Ton amie chômeuse a vu Cartier-Bresson à la MEP

cartier

(Requête de Mathieu, faut y aller quand même, c’est Cartier-Bresson)

A l’exposition Controverses dont j’ai déjà parlé (mais si, souvenez-vous), on apprenait qu’au temps où il n’était pas encore connu, Cartier-Bresson, comme les autres photographes, envoyait ses clichés à toute la presse dans l’espoir d’une parution. Après être devenu riche et célèbre, il a essayé par tous les moyens de récupérer ses photos envoyées à titre gracieux, irrité à l’idée que des journalistes puissent les vendre et en tirer de petites fortunes. Pour ton amie chômeuse, la rétrospective à la MEP était donc avant tout l’occasion de comprendre pourquoi on considère Cartier-Bresson comme un maître absolu de la photographie, et pourquoi la moindre photo prise avec son portable vaut de l’or.
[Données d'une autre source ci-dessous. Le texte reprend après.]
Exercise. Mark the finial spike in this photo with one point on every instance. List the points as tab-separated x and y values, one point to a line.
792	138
Déception : et bien non, on n’aura pas de réponse à ces questions. Cartier-Bresson est exposé en tant que King de la photo, et personne n’a jugé utile de revenir sur les raisons qui l’ont fait accéder à ce rang. En lieu et place des textes introductifs que personnellement je trouve très éclairants dans une exposition, on lit des citations du maître, manuscrites directement sur le mur et pas vraiment intéressantes (voire neu-neu pour certaines). Des photos, que des photos, sans fil conducteur apparent, ce qui rend l’exposition confuse, et au final, un peu vaine.
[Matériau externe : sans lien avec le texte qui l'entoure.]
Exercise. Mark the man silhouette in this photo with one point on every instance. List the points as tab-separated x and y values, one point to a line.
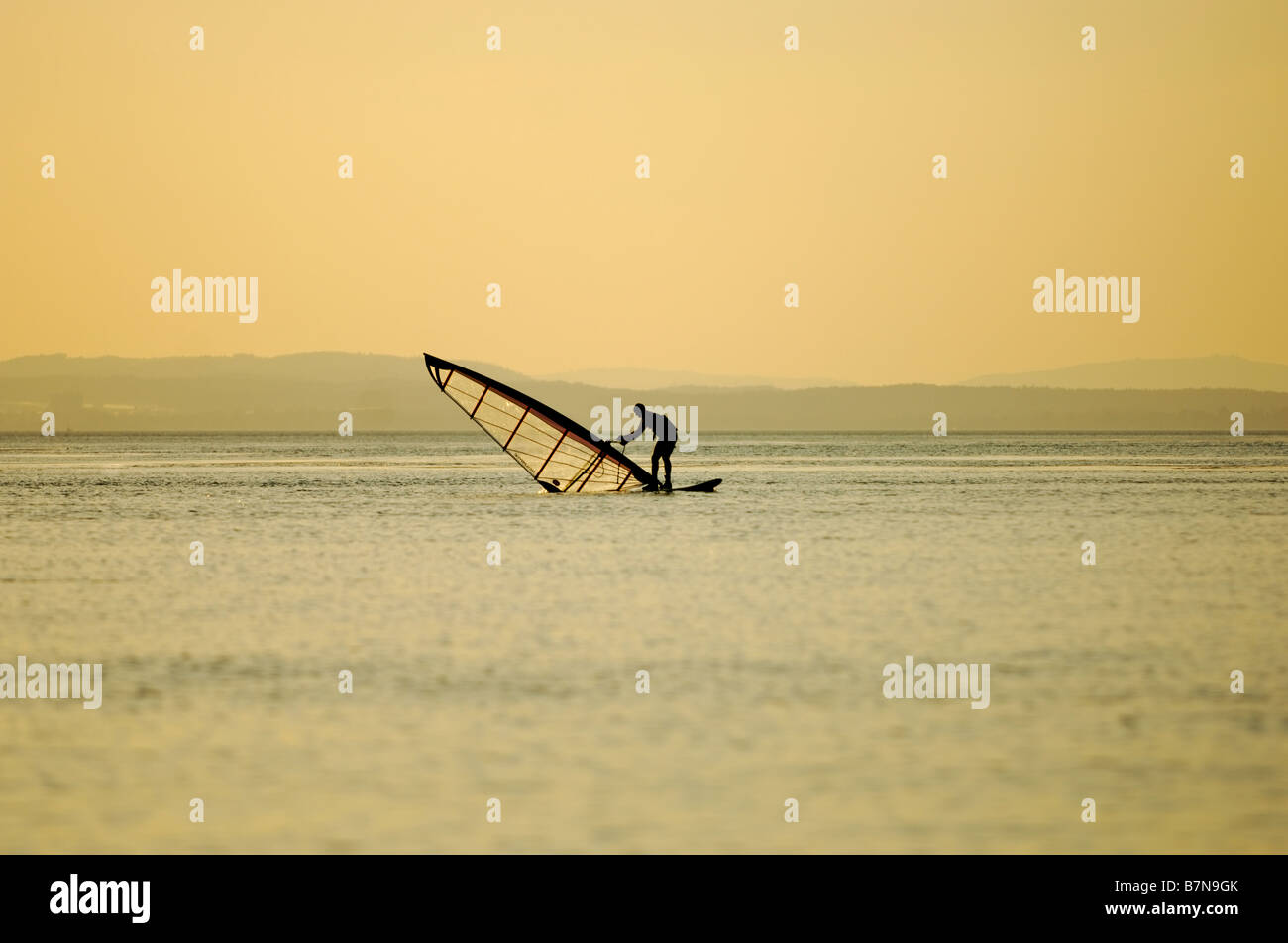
665	432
Il reste que certaines de ses photos les plus connues le sont pour de bonnes raisons, et on prend vraiment du plaisir à s’y arrêter. J’ai mis en illustration celle que je préfère : à gauche les deux femmes souriantes ravies d’exhiber un très gros bébé tout nu, à droite le chien qui regarde le visiteur, et au milieu cet homme vers qui toute l’attention converge et qu’on oublierait presque malgré sa position centrale, peut-être parce qu’il est de dos. Je trouve que Cartier-Bresson équilibre ses images remarquablement, et qu’on peut passer des heures à imaginer les histoires qui les accompagnent.

Le gros avantage de la MEP, c’est que si on est déçu par une expo, on a encore plusieurs chances d’en avoir pour son argent. C’est Laurent Van Der Stockt qui m’a sauvé la mise. Photographe de guerre, il expose ses clichés pris en Bosnie, en Tchétchénie et en Irak. Une salle en particulier est mise en scène de façon très différente des autres : les murs sont noirs, et seuls les clichés sur le mur sont éclairés. On dirait des peintures (on m’a soufflé que c’est dû au type de pellicule utilisé, la « portra »), l’ambiance est pesante, les expressions sur les visages sont magnifiques.

vanderstockt

Je me garde de commenter les trois autres photographes exposés, mon niveau d’attention ayant dramatiquement fléchi à la fin de Van der Stockt, et dans ces moments-là je ne vaux pas mieux que ma petite sœur qui se met à faire du hip-hop dans les salles du Louvre quand elle en a marre d’être là. Un mot d’avertissement pour conclure : Cartier-Bresson est exposé jusqu’à la fin du mois d’août, les autres jusqu’au 14 juin seulement.